The day is coming when your kids have to start school in Singapore, and you’ve probably heard the term ‘bilingualism’ thrown around more than once. By now you’ve probably weighed up the pros and cons of local schools and decided (whether by choice or by circumstance) to take the leap towards international schools instead. But if, after taking a look at the fees and location, you’re still not sure what sets these schools apart, it can be a good idea to add ‘bilingual program’ to your list of criteria. After all, in this globalised world, learning a second language is an increasingly important skill.
There’s no denying the benefits of bilingualism for kids. Other than having double the arsenal of words and concepts under their belt, there’s an ongoing buzz around ‘the bilingual edge’, with attributes such as increased creativity and advanced problem-solving skills being linked to bilingualism. But, the fact remains that learning two languages, especially the one you don’t speak regularly, is hard. That’s why it’s important to enroll your child into the right program.
So how can kids gain this ‘edge’? One of the most effective ways to implement a bilingual immersion program is by using the target language as the instructional language. For example, using Chinese to teach classes to English speakers. But should schools be the sole developer of a child’s character and education? Or do parents have to put in a little elbow grease too?

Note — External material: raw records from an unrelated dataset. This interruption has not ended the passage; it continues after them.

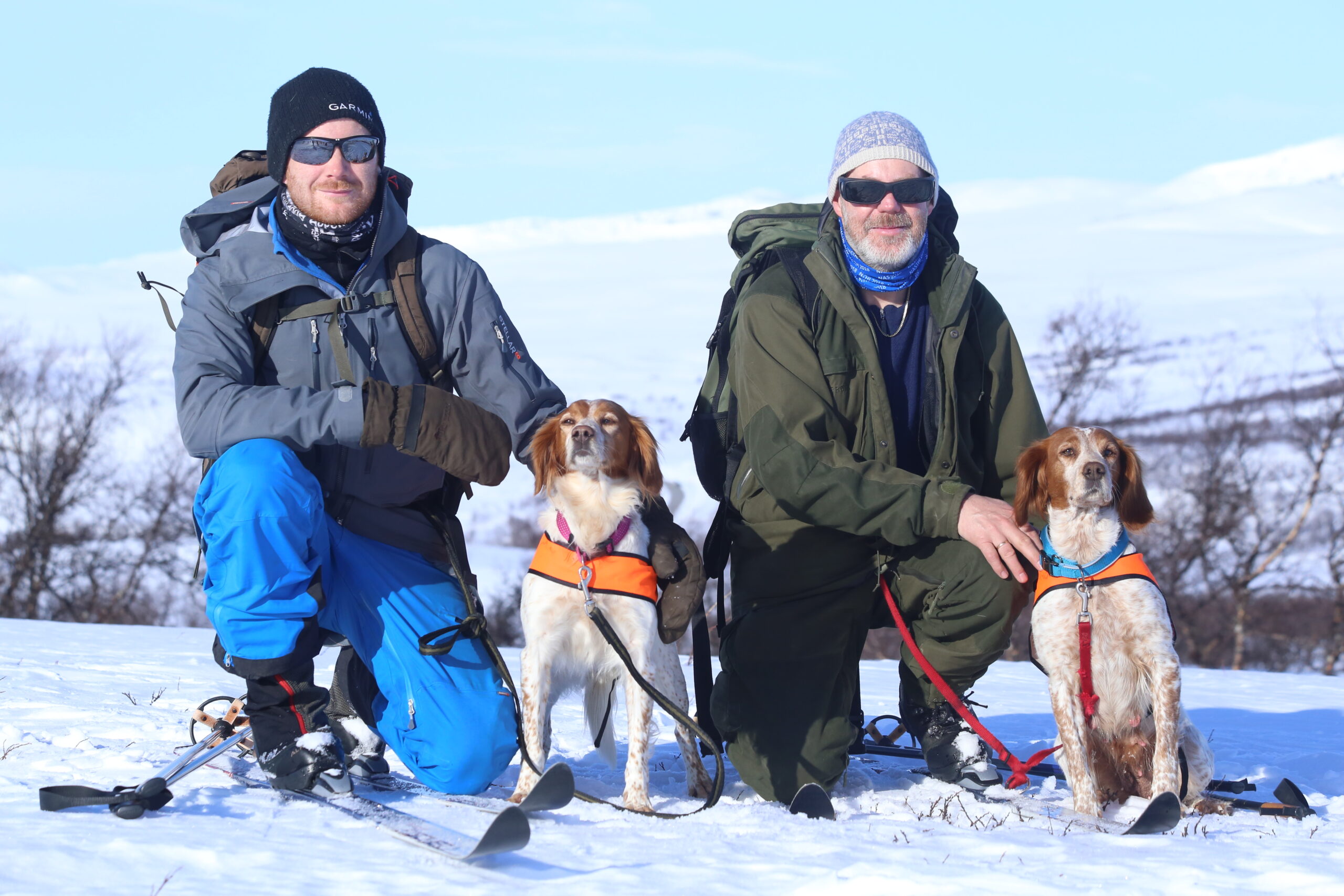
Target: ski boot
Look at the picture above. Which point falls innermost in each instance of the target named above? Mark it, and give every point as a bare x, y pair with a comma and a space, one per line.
363, 747
351, 704
953, 751
293, 741
311, 763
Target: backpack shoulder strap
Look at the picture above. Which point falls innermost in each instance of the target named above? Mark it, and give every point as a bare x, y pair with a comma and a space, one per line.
804, 284
409, 292
265, 316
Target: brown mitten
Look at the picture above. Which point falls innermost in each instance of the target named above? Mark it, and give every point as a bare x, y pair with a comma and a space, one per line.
676, 562
435, 425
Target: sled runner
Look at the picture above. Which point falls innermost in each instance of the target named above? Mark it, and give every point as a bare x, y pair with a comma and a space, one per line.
1292, 803
508, 832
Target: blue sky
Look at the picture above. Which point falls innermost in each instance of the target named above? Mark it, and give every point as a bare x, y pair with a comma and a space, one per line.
120, 113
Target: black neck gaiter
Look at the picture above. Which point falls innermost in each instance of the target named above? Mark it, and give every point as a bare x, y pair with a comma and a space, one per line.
338, 249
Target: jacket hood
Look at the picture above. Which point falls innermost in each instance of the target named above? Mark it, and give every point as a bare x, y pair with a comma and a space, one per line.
250, 269
205, 225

We turned to the experts to get their take on parental involvement in bilingual education, the benefits of bilingualism, and how different schools give their students the ‘edge’…

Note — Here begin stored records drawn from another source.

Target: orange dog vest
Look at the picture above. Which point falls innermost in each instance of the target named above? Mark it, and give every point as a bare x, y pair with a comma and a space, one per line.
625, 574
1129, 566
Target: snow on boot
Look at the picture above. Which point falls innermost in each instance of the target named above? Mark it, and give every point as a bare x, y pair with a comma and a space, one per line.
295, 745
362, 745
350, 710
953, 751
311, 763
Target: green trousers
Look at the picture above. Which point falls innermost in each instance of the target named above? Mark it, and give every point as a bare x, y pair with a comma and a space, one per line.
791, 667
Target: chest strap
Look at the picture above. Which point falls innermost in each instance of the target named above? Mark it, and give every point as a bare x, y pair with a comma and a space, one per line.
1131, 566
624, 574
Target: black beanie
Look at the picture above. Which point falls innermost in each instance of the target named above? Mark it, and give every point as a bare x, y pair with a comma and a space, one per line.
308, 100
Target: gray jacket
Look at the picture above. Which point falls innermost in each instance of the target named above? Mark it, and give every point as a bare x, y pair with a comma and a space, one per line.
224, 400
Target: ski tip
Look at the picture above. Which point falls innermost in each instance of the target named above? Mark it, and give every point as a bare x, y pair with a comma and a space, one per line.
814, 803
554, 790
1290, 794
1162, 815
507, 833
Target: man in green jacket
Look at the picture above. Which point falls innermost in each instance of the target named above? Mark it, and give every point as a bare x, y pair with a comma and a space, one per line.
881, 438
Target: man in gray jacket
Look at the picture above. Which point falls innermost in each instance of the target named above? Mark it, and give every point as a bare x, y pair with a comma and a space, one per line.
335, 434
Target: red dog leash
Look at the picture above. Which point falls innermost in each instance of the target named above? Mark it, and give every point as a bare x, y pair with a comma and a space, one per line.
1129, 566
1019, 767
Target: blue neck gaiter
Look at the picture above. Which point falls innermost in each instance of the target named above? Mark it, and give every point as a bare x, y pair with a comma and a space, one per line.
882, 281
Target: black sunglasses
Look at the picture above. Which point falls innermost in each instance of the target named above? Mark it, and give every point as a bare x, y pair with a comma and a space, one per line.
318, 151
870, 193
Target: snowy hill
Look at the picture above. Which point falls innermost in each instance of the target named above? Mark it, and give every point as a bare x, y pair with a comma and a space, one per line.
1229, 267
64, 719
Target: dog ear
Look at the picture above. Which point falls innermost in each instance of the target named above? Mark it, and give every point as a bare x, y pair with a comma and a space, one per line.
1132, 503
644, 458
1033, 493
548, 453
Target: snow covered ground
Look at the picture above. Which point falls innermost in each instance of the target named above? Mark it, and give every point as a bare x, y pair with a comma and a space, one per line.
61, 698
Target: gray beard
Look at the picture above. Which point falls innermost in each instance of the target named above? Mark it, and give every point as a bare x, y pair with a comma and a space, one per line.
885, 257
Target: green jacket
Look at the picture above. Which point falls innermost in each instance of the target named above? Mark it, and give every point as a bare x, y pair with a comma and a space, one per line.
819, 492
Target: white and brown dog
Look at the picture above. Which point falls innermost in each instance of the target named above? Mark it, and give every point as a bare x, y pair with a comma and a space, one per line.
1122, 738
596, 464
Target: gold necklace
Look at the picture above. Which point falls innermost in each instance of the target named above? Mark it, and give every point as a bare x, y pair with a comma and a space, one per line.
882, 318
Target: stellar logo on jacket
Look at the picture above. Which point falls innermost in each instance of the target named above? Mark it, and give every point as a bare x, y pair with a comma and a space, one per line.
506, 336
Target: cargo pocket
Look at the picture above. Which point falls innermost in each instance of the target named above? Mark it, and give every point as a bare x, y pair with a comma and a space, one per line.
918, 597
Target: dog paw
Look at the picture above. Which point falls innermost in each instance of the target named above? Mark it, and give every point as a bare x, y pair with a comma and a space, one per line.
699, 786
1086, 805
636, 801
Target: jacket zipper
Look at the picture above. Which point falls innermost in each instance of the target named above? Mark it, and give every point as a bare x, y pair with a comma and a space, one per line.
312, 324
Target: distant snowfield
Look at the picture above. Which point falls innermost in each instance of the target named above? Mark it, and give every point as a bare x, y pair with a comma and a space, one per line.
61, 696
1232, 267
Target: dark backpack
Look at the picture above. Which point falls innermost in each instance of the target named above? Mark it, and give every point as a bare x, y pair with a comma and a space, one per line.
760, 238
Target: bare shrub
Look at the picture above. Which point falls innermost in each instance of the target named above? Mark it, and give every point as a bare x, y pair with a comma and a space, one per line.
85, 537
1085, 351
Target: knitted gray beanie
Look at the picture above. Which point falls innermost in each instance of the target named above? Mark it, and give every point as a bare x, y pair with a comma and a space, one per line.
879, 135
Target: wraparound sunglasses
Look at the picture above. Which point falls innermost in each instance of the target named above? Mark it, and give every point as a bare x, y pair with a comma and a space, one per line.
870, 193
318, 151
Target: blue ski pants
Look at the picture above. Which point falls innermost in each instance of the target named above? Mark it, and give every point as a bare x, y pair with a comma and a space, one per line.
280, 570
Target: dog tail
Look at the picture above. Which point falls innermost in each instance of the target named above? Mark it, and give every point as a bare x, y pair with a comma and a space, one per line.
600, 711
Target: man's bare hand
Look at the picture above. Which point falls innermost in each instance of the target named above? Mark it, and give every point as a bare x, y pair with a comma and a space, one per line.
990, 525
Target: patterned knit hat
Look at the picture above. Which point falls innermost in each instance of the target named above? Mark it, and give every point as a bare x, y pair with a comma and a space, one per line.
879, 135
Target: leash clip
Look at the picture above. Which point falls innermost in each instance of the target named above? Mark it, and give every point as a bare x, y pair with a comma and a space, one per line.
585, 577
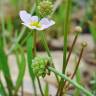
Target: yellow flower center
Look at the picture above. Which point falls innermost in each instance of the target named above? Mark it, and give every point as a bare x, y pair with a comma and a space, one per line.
36, 24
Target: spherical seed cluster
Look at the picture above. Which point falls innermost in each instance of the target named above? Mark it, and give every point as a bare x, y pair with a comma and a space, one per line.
39, 65
45, 8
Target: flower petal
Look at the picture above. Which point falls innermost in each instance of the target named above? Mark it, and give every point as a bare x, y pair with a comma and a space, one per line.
25, 17
45, 22
34, 19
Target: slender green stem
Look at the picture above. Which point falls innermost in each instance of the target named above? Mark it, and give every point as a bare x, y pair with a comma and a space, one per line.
86, 92
44, 42
21, 33
34, 54
75, 39
66, 30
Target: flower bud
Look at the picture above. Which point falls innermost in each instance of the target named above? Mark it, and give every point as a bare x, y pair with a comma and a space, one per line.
39, 65
45, 8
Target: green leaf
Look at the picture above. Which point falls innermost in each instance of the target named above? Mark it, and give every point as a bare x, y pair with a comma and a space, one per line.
2, 90
46, 92
6, 71
93, 31
21, 67
30, 48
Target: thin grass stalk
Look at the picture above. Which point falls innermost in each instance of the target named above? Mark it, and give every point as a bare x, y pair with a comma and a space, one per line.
21, 33
63, 76
66, 31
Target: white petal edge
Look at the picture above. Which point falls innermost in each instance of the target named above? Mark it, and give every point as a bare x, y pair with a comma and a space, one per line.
25, 17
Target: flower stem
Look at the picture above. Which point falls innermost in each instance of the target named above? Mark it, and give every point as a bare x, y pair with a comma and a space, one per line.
66, 30
44, 42
21, 33
77, 65
63, 76
40, 86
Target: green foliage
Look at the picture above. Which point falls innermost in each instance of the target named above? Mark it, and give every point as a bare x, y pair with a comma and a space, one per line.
30, 57
39, 65
46, 92
21, 67
93, 31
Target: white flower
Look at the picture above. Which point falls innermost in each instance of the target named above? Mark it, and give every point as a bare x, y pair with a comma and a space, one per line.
33, 22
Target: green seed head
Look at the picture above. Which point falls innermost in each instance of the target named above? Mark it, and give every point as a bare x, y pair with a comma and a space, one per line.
45, 8
39, 65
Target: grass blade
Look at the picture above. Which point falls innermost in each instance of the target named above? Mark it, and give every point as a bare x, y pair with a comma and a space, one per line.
21, 67
30, 47
2, 90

Tina Stephenson-Chin, EtonHouse
Tina from EtonHouse(top image) believes that when it comes to language learning, you should give them the best of yourself.
“In EtonHouse pre-schools and primary schools, children are immersed in an integrated bilingual environment with an English and a Mandarin speaking teacher at all times, or they may opt for other Asian and European languages. With both language acquisition and cultural immersion, students become truly bilingual, globally-focused and culturally competent. Children are much more likely to be successful if the language they learn comes directly from the people they love the most, especially when one parent speaks one language and another parent speaks a different language. I am conscious my son is learning from every word I say. It is vitally important that he gets quality input or he will pick up bad habits which will be very difficult – if not impossible – to correct.”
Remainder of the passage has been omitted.